The % character may be used in the RE or rstr to represent the last rstr. For example,
s/OS/%/
substitutes OS to be UNIX-TM, assuming you just performed the previous example s/UNIX/&-TM/.
[.,.]tadr The copy command works like the move command (m) except a copy of the addressed text is placed after the adr address. The current line becomes the last line of the copied text.
u The undo command reverses the effects of the last text manipulation command.
[1,$]v/RE/ed-cmds
The global exception command functions like the g command except it selects lines that do not match the specified RE. For example,
v/^$/p
displays all lines in the buffer that are not empty lines. The ^$ regular expression means beginning of line followed by end of line, which is equal to an empty line. Refer to the g command for further information.
[1,$]V/RE/ Like the interactive G command, except it selects lines that do not match the specified RE. Refer to the G command for further details.

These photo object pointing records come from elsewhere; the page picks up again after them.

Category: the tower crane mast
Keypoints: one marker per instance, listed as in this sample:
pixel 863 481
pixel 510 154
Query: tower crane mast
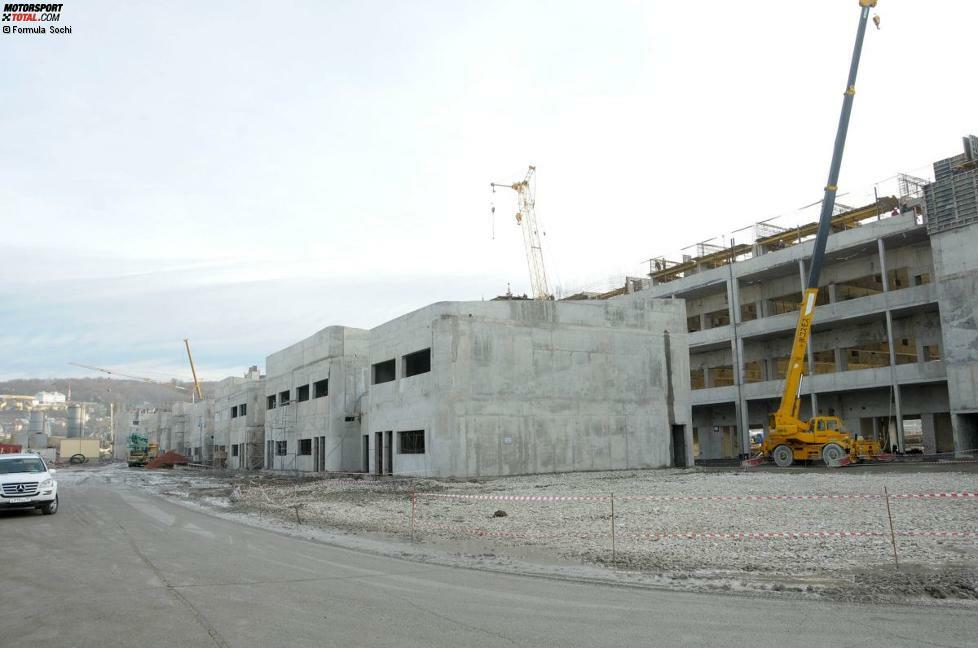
pixel 526 218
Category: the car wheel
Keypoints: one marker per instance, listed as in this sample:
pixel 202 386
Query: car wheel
pixel 832 453
pixel 51 507
pixel 783 456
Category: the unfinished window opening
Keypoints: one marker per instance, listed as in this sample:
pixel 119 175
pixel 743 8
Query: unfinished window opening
pixel 320 388
pixel 906 350
pixel 717 318
pixel 791 303
pixel 416 363
pixel 867 356
pixel 721 376
pixel 383 371
pixel 411 442
pixel 748 312
pixel 753 371
pixel 824 362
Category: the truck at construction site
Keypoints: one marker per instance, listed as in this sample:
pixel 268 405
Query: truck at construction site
pixel 140 451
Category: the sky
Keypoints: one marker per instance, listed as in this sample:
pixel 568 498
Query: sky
pixel 244 174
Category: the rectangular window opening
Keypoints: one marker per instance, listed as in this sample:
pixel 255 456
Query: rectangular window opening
pixel 411 442
pixel 416 363
pixel 383 371
pixel 320 388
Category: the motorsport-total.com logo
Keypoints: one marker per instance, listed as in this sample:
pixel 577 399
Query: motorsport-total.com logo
pixel 33 13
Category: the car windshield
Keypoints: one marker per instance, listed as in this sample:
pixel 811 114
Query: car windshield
pixel 8 466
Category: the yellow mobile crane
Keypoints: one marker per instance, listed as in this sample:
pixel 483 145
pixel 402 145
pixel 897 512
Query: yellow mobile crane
pixel 790 438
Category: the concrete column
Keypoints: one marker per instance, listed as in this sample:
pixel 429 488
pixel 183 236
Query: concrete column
pixel 919 348
pixel 889 339
pixel 737 354
pixel 930 433
pixel 811 354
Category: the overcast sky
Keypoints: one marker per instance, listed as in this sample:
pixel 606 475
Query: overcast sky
pixel 246 173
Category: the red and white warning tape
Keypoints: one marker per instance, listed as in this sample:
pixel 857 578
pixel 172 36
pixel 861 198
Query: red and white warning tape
pixel 697 498
pixel 696 535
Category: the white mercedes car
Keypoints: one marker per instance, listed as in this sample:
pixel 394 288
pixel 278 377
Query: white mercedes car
pixel 27 482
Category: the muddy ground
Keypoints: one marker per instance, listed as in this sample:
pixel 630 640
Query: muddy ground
pixel 562 534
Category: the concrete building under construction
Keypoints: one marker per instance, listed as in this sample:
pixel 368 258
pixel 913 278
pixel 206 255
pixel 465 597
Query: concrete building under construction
pixel 894 348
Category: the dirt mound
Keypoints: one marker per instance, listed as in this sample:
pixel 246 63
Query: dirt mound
pixel 168 460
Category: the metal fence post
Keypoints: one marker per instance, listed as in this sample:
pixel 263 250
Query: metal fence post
pixel 889 515
pixel 613 547
pixel 414 505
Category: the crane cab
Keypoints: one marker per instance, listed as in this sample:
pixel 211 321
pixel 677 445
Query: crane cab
pixel 821 438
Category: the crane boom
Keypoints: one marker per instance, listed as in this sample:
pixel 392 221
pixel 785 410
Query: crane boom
pixel 124 375
pixel 790 438
pixel 790 397
pixel 193 370
pixel 526 218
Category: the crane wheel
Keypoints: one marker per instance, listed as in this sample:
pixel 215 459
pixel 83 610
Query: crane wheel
pixel 832 453
pixel 783 456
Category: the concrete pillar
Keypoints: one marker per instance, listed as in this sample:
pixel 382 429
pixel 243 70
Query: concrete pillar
pixel 965 427
pixel 889 338
pixel 919 348
pixel 929 432
pixel 841 359
pixel 811 354
pixel 737 354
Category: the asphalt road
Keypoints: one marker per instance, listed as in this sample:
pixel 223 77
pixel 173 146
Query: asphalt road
pixel 121 568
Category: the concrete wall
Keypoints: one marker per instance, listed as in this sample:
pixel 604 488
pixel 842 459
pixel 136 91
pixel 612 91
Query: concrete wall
pixel 529 386
pixel 243 435
pixel 330 423
pixel 956 269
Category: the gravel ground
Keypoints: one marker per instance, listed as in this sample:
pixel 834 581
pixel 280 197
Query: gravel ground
pixel 580 531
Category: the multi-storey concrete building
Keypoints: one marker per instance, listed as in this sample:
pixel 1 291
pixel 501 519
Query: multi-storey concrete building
pixel 894 346
pixel 313 392
pixel 512 387
pixel 239 421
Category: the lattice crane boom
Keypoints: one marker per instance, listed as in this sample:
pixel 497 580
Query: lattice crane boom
pixel 527 220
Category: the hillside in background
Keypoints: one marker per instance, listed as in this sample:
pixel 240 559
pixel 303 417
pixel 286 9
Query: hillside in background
pixel 106 390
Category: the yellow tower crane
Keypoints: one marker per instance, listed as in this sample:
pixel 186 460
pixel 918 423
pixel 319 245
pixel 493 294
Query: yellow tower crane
pixel 526 218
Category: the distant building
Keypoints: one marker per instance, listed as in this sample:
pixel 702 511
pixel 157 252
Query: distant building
pixel 50 398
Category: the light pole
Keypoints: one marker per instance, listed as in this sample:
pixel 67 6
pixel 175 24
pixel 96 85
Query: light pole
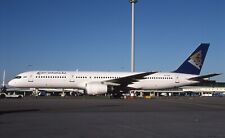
pixel 132 35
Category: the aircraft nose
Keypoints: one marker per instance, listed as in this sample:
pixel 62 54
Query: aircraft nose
pixel 12 83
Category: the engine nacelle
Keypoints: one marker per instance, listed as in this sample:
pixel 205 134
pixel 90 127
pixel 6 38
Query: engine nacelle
pixel 96 88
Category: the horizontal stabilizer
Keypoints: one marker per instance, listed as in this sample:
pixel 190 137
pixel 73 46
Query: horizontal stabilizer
pixel 202 77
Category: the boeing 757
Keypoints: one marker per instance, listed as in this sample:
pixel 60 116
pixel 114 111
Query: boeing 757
pixel 94 83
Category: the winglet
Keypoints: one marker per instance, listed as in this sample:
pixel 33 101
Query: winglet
pixel 193 64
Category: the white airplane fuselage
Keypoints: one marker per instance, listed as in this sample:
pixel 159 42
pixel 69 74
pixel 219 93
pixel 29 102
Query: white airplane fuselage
pixel 79 80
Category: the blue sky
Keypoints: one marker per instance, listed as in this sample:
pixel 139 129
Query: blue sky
pixel 86 35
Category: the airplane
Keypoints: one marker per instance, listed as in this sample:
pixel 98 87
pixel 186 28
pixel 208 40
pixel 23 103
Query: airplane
pixel 95 83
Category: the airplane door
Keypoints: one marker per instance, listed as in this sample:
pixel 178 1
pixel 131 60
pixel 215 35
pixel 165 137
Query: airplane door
pixel 177 79
pixel 72 78
pixel 30 78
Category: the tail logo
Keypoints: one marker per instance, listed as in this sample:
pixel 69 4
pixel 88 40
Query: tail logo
pixel 196 59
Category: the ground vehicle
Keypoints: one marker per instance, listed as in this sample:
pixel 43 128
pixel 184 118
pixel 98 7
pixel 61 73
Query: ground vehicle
pixel 10 95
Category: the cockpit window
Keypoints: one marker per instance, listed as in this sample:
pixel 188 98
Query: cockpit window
pixel 18 77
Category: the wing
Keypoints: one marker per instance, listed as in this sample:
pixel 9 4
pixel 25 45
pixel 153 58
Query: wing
pixel 124 81
pixel 202 77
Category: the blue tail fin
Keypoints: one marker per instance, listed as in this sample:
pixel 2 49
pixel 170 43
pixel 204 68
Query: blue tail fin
pixel 193 64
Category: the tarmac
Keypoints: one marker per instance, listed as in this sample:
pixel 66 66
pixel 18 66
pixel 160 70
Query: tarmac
pixel 85 117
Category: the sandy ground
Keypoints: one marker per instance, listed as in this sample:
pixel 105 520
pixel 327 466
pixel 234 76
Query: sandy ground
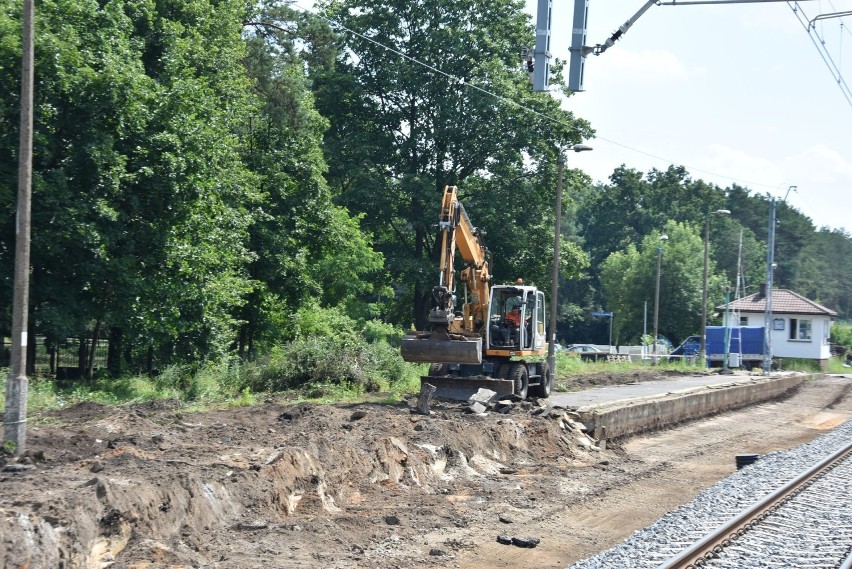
pixel 366 485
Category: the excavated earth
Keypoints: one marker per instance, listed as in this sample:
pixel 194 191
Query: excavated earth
pixel 365 485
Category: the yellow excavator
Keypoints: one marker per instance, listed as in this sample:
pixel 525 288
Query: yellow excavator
pixel 497 339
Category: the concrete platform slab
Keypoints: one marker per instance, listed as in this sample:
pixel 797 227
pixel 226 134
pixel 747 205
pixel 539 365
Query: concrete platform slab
pixel 616 411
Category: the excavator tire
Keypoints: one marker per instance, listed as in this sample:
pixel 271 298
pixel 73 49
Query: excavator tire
pixel 543 389
pixel 437 370
pixel 503 371
pixel 519 376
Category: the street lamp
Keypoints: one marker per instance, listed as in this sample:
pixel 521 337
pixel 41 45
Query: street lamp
pixel 663 238
pixel 703 353
pixel 551 350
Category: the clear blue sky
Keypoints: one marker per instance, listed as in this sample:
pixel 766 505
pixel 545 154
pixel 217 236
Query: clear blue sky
pixel 736 93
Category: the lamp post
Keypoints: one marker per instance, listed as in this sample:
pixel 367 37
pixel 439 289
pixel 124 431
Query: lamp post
pixel 551 350
pixel 727 345
pixel 663 238
pixel 703 353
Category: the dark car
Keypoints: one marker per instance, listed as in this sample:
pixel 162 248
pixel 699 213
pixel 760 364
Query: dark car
pixel 689 347
pixel 587 352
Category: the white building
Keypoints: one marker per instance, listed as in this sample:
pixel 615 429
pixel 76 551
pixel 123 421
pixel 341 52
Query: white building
pixel 800 328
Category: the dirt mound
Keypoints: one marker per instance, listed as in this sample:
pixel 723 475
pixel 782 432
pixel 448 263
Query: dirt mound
pixel 151 486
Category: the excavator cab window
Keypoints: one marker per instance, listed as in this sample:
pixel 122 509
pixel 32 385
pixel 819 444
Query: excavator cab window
pixel 509 312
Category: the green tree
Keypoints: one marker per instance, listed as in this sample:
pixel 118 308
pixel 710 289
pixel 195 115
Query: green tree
pixel 402 130
pixel 141 200
pixel 628 280
pixel 308 249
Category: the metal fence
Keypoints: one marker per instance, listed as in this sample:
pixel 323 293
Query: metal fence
pixel 65 360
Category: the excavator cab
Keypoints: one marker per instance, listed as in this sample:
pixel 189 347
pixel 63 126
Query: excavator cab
pixel 516 318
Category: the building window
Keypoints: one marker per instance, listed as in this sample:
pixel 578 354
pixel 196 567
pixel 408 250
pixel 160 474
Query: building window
pixel 800 329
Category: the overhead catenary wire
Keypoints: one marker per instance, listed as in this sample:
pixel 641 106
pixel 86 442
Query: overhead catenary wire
pixel 467 84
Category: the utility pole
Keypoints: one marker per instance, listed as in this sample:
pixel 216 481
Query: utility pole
pixel 770 269
pixel 15 416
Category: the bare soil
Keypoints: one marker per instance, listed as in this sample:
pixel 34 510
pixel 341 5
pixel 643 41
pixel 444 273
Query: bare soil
pixel 367 485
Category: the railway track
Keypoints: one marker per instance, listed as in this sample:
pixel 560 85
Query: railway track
pixel 789 509
pixel 788 528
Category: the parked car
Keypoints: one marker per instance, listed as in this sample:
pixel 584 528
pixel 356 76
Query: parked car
pixel 587 352
pixel 689 347
pixel 582 348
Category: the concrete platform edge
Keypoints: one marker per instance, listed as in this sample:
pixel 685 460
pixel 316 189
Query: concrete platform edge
pixel 629 417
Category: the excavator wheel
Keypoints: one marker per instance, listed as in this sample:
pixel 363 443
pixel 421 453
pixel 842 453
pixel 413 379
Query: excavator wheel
pixel 436 370
pixel 521 380
pixel 544 388
pixel 503 371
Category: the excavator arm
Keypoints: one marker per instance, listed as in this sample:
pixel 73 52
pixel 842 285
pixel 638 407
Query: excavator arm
pixel 455 339
pixel 457 233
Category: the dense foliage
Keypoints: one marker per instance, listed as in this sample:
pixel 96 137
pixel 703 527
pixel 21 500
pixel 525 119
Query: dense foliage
pixel 209 174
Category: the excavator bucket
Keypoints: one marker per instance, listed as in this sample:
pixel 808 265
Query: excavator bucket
pixel 440 348
pixel 461 388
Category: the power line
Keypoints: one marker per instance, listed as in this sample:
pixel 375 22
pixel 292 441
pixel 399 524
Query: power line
pixel 462 82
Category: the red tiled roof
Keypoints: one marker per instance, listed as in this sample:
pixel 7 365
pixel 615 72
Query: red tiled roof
pixel 783 302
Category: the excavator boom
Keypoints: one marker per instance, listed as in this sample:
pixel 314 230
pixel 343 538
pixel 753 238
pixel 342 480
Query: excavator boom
pixel 454 339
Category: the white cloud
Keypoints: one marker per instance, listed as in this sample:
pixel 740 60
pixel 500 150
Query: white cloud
pixel 647 66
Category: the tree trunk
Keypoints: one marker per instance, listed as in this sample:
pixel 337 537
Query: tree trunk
pixel 91 363
pixel 114 351
pixel 82 353
pixel 31 352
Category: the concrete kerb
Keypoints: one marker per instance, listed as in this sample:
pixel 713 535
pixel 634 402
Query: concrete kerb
pixel 627 417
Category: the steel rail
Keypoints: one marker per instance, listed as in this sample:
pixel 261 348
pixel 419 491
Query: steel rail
pixel 714 542
pixel 847 564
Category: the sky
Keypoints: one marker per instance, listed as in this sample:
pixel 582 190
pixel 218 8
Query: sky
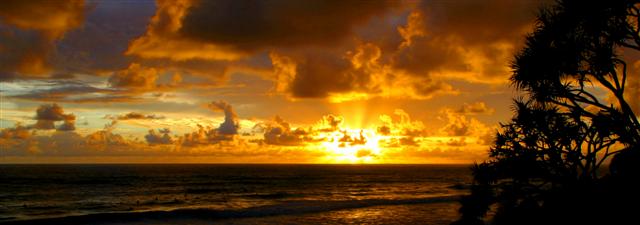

[1,$]w file The write command writes the specified lines from the buffer to the file. If the write is successful, the editor returns the number of bytes (characters) written to the file. If you do not specify an address range, the entire buffer is saved to disk. If you do not specify a file, the current remembered filename is used. This command does not change the remembered filename unless the specified filename happens to be the first filename used in the editor.
[1,$]W file The same as the w command except the lines are appended to the specified file.
[1,$]w!command
The same as the w command except the lines are written to the standard input of the specified UNIX command. For example,
10,50w!pr -t2
writes lines 10 through 50 to the UNIX pr command. The pr command formats the input into two-column output.
X Same as -C but an educated guess is made as to whether or not the text read (in by e and r commands) is encrypted.
[$]= The line number command displays the line number of the specified address. If no address is given, the last line is used, thereby giving you the total number of lines in the file. Another common use is the .= format which returns the current line number.
!command The escape command escapes from the editor and invokes the shell to execute the specified UNIX command. For example,
!grep mylogin /etc/passwd
greps for the string mylogin from the passwd file. This command does not read the output of the command into the buffer. To do that you must use the r! command.
The % character may be used in the command to represent the currently remembered filename. For example,
!%
executes the current file you are editing. This is useful if you are editing a shell script and need to check it before exiting the editor.
Address Commands
<CR> Pressing Return on a line by itself displays the next line and increments the current line number.
n A number command may be used to change the current line position to the given line number.
. The dot represents the current line and thus displays the current line when used by itself.
;
>
The ; and > characters represent addresses .,$, which is from the current line to the end of the buffer.
,
<
The , and < characters represent addresses 1,. which is from the first line to the current line.
& The repeat command repeats the last command you entered.

In most cases you can only specify one command per line. The l, n, and p commands are exceptions to this rule. You can specify these three commands with other commands. This is because they are all display oriented commands. But you cannot use them with the e, E, f, or w commands.